They've also been held without an offensive touchdown four times this season. Has Weber State progressed during the tenure of Sears and his staff in spite of the setbacks?
Would a win on Saturday over Idaho State, a team the Wildcats have beaten 10 consecutive times and a team that has lost 44 straight conference road games since 2006, say anything about the direction of the WSU football program?
* Injuries have played a role in WSU's struggles last year and this year. In 2012, starting quarterback Mike Hoke played much of the season with a damaged shoulder. In this year, Weber State lost senior quarterback Jordan Adamczyk to injuries early in the season. Adamczyk entered the year as the starter, though he was already being pushed for playing time by true freshman Austin Chipoletti, who has shown significant improvement as he's gained experience this season.
Junior wide receiver Shaydon Kehano, who has shown big-play capabilities of a star when he's healthy, has missed the better part of the last two seasons by breaking his leg twice. All-Big Sky Conference linebacker Anthony Morales and fellow starting linebacker Luke King have also missed significant time with injuries this season.
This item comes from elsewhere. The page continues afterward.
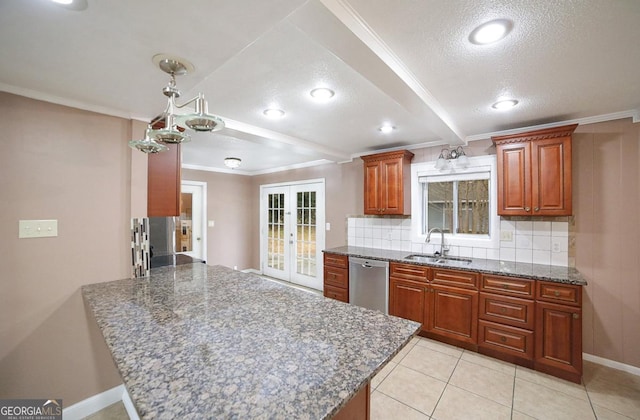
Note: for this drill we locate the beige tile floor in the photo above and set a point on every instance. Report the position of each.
(431, 380)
Punter Tony Epperson, who has set Big Sky records for most punts and most punting yards in a single season this year, was one of Weber State's top defenders last year as a safety before an injury forced him to focus solely on punting this season.
* The Wildcats were also dealt a blow to start the year when eight players were suspended for academic reasons, some of whom were involved in an NCAA investigation into academic issues dating prior to Sears' arrival. Only three have since returned to contribute on the field after missing several games.
* Sears has had only one true recruiting class as a head coach since taking over after John L. Smith's sudden departure in April 2012. The Wildcats have more than a dozen freshmen on their two-deep depth chart. Any coaching change now will lead to more inevitable upheaval and player turnover.
Even if releasing Sears costs nothing financially, is turning Weber State's football program over to its fourth head coach since November 2011 worth the price of changing direction now?